Y así llegamos a 2020, año en el que las tendencias del siglo XXI se han acelerado en casi todos los ámbitos, como, por ejemplo, el del resurgimiento de la visión imperial o imperialista de las viejas y nuevas potencias, con ciertas permanencias ancladas en la nostalgia y un nacionalismo populista, y cambios en la forma de concebirla producto de las transformaciones que ha sufrido el mundo en las últimas tres décadas. En la punta de la pirámide de las potencias revisionistas están EUA y China, la primera con apenas 244 años como república independiente y una historia reciente de hegemonía global, hoy en declive, que ha llevado a sus líderes a plantear “hacer grande de nuevo” a la Unión Americana, como ha dicho Trump, o hacer que ésta “sea respetada otra vez en el mundo”, como ahora dice Biden. En el caso del gigante asiático, con una larga trayectoria como estado de 2241 años, el gobierno comunista reclama hoy recuperar el papel protagónico que ocupó China hasta el siglo XVIII y hacerla de nuevo el eje indiscutible de la economía mundial.

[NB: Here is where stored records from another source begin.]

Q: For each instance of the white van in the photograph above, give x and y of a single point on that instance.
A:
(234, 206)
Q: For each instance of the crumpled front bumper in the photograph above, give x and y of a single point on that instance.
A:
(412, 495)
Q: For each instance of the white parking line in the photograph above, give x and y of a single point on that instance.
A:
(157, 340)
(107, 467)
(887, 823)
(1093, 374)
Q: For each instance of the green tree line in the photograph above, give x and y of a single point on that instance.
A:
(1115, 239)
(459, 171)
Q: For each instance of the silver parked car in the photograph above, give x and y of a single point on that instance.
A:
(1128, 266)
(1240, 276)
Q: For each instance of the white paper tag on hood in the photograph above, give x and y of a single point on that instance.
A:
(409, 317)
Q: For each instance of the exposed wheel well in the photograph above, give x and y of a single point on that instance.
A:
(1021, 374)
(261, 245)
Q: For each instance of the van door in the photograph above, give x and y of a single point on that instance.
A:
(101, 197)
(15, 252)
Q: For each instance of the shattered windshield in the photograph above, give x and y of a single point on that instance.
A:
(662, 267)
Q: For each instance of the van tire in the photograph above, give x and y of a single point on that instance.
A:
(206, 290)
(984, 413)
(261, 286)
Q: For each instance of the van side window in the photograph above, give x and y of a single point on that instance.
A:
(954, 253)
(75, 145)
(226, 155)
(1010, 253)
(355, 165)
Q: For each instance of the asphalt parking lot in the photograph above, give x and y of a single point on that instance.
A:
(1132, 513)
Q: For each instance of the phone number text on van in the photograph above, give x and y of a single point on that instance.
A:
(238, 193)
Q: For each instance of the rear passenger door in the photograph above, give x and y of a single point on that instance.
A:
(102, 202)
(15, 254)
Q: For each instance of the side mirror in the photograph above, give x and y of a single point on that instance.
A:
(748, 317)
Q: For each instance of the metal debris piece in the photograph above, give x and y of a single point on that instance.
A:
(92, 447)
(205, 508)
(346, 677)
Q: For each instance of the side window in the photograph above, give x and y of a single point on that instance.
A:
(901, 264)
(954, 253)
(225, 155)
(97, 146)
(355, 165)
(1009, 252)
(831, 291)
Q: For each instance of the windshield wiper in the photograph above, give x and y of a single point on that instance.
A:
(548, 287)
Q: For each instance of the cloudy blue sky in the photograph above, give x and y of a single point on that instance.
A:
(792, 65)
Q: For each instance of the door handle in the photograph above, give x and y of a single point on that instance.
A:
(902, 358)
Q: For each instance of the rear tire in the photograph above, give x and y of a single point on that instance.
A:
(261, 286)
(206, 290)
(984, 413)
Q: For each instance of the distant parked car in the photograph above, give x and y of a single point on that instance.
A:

Tras ellas están Rusia, que con Putin a la cabeza busca posicionarse otra vez como un actor indispensable en la toma de decisiones globales y garantizar para sí el espacio vital geopolítico que en el pasado tuvieron el Imperio ruso y la URSS; Turquía, que de la mano de Erdogan pretende reconstruir el área de influencia del Imperio otomano en el Mediterráneo oriental y Asia Occidental; Irán, cuyo gobierno teocrático se aleja de las antiguas formas imperiales de los shas, pero que proyecta una estrategia de presencia regional que recuerda el despliegue del viejo Imperio persa, y la India, que hasta antes de la dominación británica ejerció un largo periodo de influencia en Asia producto de poderes imperiales fuertes y una economía diversificada y muy conectada con Oriente y Occidente, y que hoy, bajo el sello nacionalista de Modi, rivaliza con China en la hegemonía asiática. En Europa, la derecha nacionalista del Reino Unido también ha usado el revisionismo para mover conciencias hacia el divorcio con la Unión Europea, apelando a la nostalgia del disminuido Imperio británico; mientras que Francia y Alemania buscan recomponer el esquema de gobernanza continental bajo su liderazgo político y económico, en un eco de sus viejos devenires imperiales. Pero el mundo no parece lo suficientemente grande para soportar tantos intereses geopolíticos encontrados y la nueva era de los imperios que se gesta tiene el sello de la inestabilidad e incertidumbre.